ABSTRACT

Mobility and urban transport are issues that have traditionally received relatively little attention within urban geography. Discussion of them has tended to be restricted to the sub-discipline of transport geography (Knowles et al. 2007) and has typically made only a limited impression on the literatures of urban geography, rarely appearing as substantive discussions within urban geography textbooks, for example. Transport, mobility and related issues were similarly marginalized within the broader realms of urban studies and sociology (Hawkins 1986). However, we can recognize the beginnings of a change in the treatment of these issues within the social sciences generally and urban geography specifically. This is resulting in discussions of transport and mobility seeping across the traditional disciplinary boundaries within which they have been contained and emerging as central concerns, or at least significant contemporary issues, within a number of disciplines such as urban geography and sociology.
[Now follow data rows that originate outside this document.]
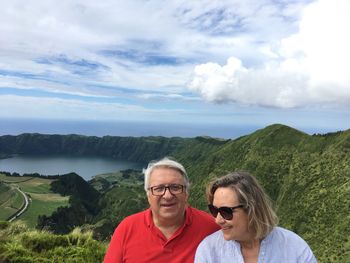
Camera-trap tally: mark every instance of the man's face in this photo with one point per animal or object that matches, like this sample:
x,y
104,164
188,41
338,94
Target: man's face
x,y
167,207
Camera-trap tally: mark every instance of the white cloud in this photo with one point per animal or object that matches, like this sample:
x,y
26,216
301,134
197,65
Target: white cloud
x,y
308,67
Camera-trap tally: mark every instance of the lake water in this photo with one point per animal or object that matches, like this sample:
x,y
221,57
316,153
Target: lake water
x,y
86,167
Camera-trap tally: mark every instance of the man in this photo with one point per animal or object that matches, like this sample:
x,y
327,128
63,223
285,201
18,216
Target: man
x,y
170,230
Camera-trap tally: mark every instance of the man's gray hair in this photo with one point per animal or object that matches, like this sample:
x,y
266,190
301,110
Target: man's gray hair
x,y
166,162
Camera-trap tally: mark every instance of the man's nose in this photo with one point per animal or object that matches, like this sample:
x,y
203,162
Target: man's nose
x,y
167,193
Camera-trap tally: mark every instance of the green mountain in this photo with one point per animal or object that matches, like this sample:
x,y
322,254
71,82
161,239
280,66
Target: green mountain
x,y
307,177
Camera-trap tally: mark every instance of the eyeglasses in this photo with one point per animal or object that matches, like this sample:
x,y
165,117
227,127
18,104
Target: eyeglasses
x,y
174,189
225,212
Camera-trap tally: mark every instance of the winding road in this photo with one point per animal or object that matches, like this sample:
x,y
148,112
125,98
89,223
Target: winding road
x,y
23,209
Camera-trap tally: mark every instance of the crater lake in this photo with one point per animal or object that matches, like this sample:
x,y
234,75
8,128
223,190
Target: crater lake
x,y
85,166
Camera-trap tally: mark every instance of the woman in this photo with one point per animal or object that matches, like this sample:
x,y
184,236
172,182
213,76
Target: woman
x,y
248,226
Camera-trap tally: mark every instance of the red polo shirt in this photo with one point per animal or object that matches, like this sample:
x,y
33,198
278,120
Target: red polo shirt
x,y
137,239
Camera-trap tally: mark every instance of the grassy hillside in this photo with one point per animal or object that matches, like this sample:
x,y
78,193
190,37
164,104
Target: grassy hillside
x,y
43,200
18,243
308,177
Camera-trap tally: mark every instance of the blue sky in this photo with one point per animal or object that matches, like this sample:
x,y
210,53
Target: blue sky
x,y
253,62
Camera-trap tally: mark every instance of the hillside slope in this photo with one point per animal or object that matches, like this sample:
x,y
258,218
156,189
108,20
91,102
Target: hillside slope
x,y
307,177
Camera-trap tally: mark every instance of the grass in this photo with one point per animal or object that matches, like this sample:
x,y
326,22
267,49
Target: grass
x,y
11,201
43,200
18,243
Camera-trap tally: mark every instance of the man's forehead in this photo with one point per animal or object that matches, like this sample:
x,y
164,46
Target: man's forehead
x,y
161,172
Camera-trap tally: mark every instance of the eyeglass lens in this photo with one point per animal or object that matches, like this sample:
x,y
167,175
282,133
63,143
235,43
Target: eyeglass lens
x,y
225,212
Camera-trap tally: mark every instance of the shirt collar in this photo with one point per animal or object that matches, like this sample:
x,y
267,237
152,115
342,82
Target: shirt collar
x,y
188,217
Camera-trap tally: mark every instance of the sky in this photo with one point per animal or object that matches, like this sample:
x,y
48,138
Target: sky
x,y
252,62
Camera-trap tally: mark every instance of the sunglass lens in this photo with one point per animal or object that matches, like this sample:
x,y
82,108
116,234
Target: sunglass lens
x,y
226,213
213,210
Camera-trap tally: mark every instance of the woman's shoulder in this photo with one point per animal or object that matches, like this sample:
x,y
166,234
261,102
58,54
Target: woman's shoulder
x,y
282,235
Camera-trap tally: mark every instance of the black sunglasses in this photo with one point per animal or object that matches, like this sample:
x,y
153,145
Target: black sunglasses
x,y
225,212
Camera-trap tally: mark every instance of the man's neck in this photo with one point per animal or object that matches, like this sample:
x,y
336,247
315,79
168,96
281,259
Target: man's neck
x,y
168,226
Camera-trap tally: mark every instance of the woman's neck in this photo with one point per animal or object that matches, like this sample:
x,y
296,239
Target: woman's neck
x,y
250,250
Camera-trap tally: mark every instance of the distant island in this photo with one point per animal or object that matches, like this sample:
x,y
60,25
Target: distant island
x,y
307,176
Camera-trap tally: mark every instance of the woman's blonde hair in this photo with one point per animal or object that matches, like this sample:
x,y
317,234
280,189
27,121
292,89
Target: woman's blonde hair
x,y
257,204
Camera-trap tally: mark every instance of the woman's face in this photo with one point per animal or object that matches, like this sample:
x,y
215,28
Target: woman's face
x,y
237,227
The reasons for this are numerous and include the almost universal recognition of the

impacts of emissions associated with transport on the environment and their role in processes of climate change; the acceptance that the world is approaching peak oil and that cities must adapt accordingly (Atkinson 2007a, 2007b, 2008); a widening recognition of the role of transport and mobility as dimensions of social exclusion; and the emergence of a ‘mobilities’ paradigm within the social sciences that sees mobility as more than the functional expression of the need to get from A to B but as something central to contemporary culture and senses of identity (Sheller and Urry 2000, 2006).